In Star Trek, many of the aliens that the crew of the Enterprise meet are very human-like. Some look identical or near-identical to humans, and many look like humans but with prosthetics (the design of the Klingons shifted significantly in the third Star Trek movie, making them look somewhat more alien with the ridged foreheads).

Now, I think most people think that if there are aliens out there (and given the size of the universe, it's not at all irrational to think that there are) the likelihood of their looking anything like us is profoundly small. So, the idea of human-like aliens is typically considered a "soft sci-fi" trope.

But it serves a purpose - aliens in hard sci-fi are usually depicted as extremely mysterious, if they're even depicted at all. Humanoid aliens, though, allow us to imagine new cultures that are different than our own but nevertheless revolve around the same basic experience and needs. Mind you, Star Trek does have plenty of truly alien aliens - weird slimes, intelligent crystalline structures, etc., but by allowing for a somewhat bigger leap of logic than the existence of The Expanse's Epstein Drive, it allows them to tell stories that you couldn't do if you tried to keep things extremely hard.

 I think that ultimately, hard science fiction is ultimately just a methodology for maintaining the willing suspension of disbelief. All fiction relies on this, and it's a nuanced thing. Just as we might be pulled out of a story by a character acting in a way that seems contrary to what we've learned about them so far (except when that's a deliberate reversal within the drama) we might be pulled out of a narrative when an element of the fictional reality becomes too unbelievable.

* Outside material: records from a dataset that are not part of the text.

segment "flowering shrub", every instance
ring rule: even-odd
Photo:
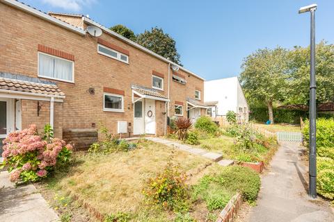
[[[45,126],[43,136],[38,135],[35,125],[31,125],[29,128],[10,133],[3,142],[4,160],[1,166],[13,171],[10,181],[15,182],[47,177],[56,164],[69,162],[72,149],[63,140],[53,138],[49,125]]]
[[[164,171],[148,180],[143,194],[149,203],[182,212],[187,210],[189,190],[185,173],[180,172],[172,161],[173,155]]]

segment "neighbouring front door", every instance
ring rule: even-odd
[[[145,133],[143,101],[134,103],[134,135]]]
[[[155,134],[155,100],[145,100],[145,133]]]
[[[9,100],[0,99],[0,158],[2,157],[2,141],[9,133]]]
[[[189,118],[191,119],[193,123],[196,121],[196,119],[200,117],[200,108],[192,108],[189,110]]]

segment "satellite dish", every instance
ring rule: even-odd
[[[102,35],[102,30],[94,26],[87,26],[87,32],[90,34],[90,35],[94,37],[99,37]]]
[[[174,71],[179,71],[179,67],[177,66],[176,65],[172,65],[172,69]]]

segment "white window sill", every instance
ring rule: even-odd
[[[154,87],[154,86],[152,87],[152,89],[158,89],[158,90],[160,90],[160,91],[164,91],[164,89],[161,89],[161,88],[158,88],[158,87]]]
[[[48,78],[48,79],[51,79],[51,80],[57,80],[57,81],[60,81],[60,82],[64,82],[64,83],[74,83],[74,81],[66,80],[63,80],[63,79],[61,79],[61,78],[52,78],[52,77],[45,76],[42,76],[42,75],[38,75],[38,76],[40,77],[40,78]]]
[[[103,109],[104,112],[124,112],[124,110],[111,110],[111,109]]]

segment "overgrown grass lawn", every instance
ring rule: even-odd
[[[145,206],[142,191],[147,180],[163,170],[172,152],[173,162],[184,171],[202,167],[209,160],[152,142],[139,146],[126,153],[76,155],[67,172],[56,173],[47,181],[49,187],[77,195],[103,214],[122,212],[141,221],[165,221],[164,213]]]

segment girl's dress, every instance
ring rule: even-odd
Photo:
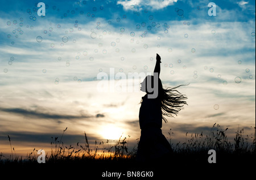
[[[137,160],[160,160],[172,152],[171,145],[162,132],[161,102],[158,98],[148,98],[147,95],[142,97],[142,100],[139,115],[141,134]]]

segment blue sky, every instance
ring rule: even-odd
[[[152,72],[156,53],[164,87],[189,83],[180,88],[189,105],[167,119],[164,134],[172,128],[178,142],[216,122],[230,135],[238,127],[252,132],[254,1],[213,1],[216,16],[208,15],[208,1],[42,2],[43,18],[38,1],[0,2],[0,152],[9,151],[7,134],[22,153],[49,147],[66,127],[68,144],[85,131],[92,140],[123,133],[136,143],[144,93],[126,91],[125,79],[108,82],[114,92],[100,92],[96,77],[110,68],[126,76]]]

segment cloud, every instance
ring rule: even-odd
[[[138,10],[144,8],[158,10],[173,5],[177,1],[177,0],[125,0],[118,1],[117,4],[122,5],[125,10],[133,10],[134,8]]]

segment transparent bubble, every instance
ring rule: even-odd
[[[213,108],[214,108],[215,110],[218,110],[219,108],[220,108],[220,106],[219,106],[219,105],[217,105],[217,104],[216,104],[216,105],[214,105],[213,106]]]
[[[63,42],[68,42],[68,37],[67,37],[67,36],[63,36],[63,37],[62,37],[62,41],[63,41]]]
[[[97,34],[95,32],[92,32],[90,34],[90,37],[92,37],[92,38],[96,38],[97,37]]]
[[[149,20],[153,20],[153,19],[154,19],[154,16],[153,15],[150,15],[148,16],[148,19]]]
[[[226,85],[227,84],[228,84],[228,82],[226,82],[226,80],[223,81],[223,85]]]
[[[184,14],[184,11],[181,9],[179,9],[177,11],[177,14],[181,16]]]
[[[41,42],[43,41],[43,38],[41,36],[36,37],[36,41],[38,42]]]
[[[106,54],[107,53],[107,52],[107,52],[107,50],[106,49],[104,49],[104,50],[102,50],[102,53],[104,54]]]
[[[111,46],[115,46],[115,42],[111,42]]]
[[[236,77],[234,81],[236,83],[240,83],[242,81],[242,79],[239,76],[237,76]]]
[[[148,46],[147,44],[144,44],[143,45],[143,48],[144,48],[144,49],[147,49],[147,48],[148,48]]]
[[[168,52],[169,53],[172,52],[172,49],[171,48],[168,48]]]
[[[125,28],[120,28],[120,32],[125,32]]]

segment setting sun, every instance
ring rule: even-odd
[[[124,130],[114,125],[108,125],[102,127],[99,134],[102,138],[109,140],[118,139],[124,132]]]

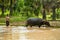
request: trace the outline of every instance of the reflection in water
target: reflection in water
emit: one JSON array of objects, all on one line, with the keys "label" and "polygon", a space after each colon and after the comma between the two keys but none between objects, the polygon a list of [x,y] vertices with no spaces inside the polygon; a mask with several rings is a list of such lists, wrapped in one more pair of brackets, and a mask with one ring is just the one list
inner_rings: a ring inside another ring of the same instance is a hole
[{"label": "reflection in water", "polygon": [[0,40],[60,40],[60,29],[0,27]]}]

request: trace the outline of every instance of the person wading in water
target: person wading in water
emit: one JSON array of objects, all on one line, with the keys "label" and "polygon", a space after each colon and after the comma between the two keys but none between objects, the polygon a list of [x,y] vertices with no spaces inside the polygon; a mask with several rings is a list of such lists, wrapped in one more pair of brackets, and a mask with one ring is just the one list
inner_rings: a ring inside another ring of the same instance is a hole
[{"label": "person wading in water", "polygon": [[9,27],[9,15],[6,16],[6,26]]}]

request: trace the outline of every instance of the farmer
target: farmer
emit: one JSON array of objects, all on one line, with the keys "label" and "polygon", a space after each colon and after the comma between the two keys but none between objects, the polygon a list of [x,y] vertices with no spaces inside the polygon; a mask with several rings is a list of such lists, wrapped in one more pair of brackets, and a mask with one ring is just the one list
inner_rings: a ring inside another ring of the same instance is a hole
[{"label": "farmer", "polygon": [[9,26],[9,15],[7,14],[6,16],[6,26],[8,27]]}]

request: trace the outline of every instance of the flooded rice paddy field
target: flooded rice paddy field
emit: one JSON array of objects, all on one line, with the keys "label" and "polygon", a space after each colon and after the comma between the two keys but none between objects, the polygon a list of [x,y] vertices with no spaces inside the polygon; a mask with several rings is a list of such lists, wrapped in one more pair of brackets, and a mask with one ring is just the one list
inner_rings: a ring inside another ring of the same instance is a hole
[{"label": "flooded rice paddy field", "polygon": [[60,40],[60,28],[0,26],[0,40]]}]

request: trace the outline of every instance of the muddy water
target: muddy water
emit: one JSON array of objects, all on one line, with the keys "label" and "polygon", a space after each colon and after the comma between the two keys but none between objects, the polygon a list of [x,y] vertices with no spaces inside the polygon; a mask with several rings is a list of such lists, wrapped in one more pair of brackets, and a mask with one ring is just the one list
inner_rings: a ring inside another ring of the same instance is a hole
[{"label": "muddy water", "polygon": [[0,27],[0,40],[60,40],[60,28]]}]

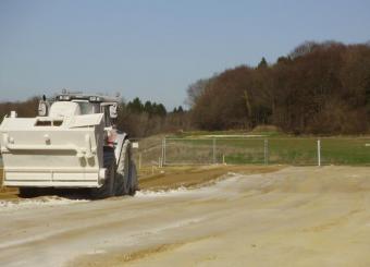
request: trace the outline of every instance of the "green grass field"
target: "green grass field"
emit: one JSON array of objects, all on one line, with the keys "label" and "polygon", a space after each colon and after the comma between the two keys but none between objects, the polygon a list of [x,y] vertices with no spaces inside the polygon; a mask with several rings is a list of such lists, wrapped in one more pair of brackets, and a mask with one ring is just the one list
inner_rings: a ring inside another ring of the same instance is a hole
[{"label": "green grass field", "polygon": [[[243,137],[245,135],[245,137]],[[168,162],[282,163],[307,166],[318,163],[321,141],[322,165],[370,165],[370,137],[289,136],[279,132],[190,132],[166,139]],[[264,149],[264,142],[268,148]],[[369,146],[367,146],[369,144]],[[267,157],[267,161],[266,161]]]}]

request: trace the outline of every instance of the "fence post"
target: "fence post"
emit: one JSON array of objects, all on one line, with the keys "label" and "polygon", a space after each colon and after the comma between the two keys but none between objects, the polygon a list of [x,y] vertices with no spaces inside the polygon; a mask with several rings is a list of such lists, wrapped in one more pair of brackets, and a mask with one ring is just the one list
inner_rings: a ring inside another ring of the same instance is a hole
[{"label": "fence post", "polygon": [[215,138],[213,138],[213,144],[212,144],[212,147],[213,147],[213,165],[215,165]]},{"label": "fence post", "polygon": [[321,141],[318,139],[318,166],[321,166]]},{"label": "fence post", "polygon": [[264,139],[264,165],[269,165],[269,139]]}]

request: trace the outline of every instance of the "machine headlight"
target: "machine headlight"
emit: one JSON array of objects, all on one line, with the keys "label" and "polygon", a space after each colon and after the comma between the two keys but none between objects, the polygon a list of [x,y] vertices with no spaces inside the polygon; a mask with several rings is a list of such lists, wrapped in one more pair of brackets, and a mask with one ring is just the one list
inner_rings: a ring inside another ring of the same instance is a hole
[{"label": "machine headlight", "polygon": [[100,97],[98,97],[98,96],[90,96],[89,100],[90,100],[90,102],[99,102],[100,101]]},{"label": "machine headlight", "polygon": [[46,102],[39,102],[38,104],[38,116],[45,117],[48,114],[48,106]]}]

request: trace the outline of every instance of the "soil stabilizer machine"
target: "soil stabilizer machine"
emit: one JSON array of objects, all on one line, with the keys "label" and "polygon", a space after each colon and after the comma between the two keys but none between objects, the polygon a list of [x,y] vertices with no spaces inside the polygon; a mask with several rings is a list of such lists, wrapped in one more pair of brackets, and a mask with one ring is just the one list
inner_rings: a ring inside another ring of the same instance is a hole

I had a moment like this when watching one of the early episodes of Fringe - a show from about a decade ago that I think was meant to be the next Lost (it was created by J. J. Abrams) but never took off in popularity. I actually wound up liking the show once it got over some of its awkwardness in the first season. But there was an episode in which a group of women give birth to babies who swiftly age into full-grown adults and then die of old age within minutes.

I remember feeling pulled out of this because it occurred to me that a person only grows in size because, you know, they take on matter through eating. These babies were ballooning to adult size without any clear source of material.

My friend Tim poo-poo'd this criticism with a trope he likes to call "A Magic Carpet Could Never Turn a Corner Like That at That Speed," i.e. a needlessly picky critique applying real world logic to a fantastical situation. But I do think that the somewhat (somewhat) more grounded sci-fi the show was trying to portray itself as having put my criticism within reasonable grounds.

The point is that you set up an expectation in the audience as to how critical we should be of its realism. Human-looking aliens showing up in The Expanse is a pretty huge stretch, but it's to be expected in Star Trek.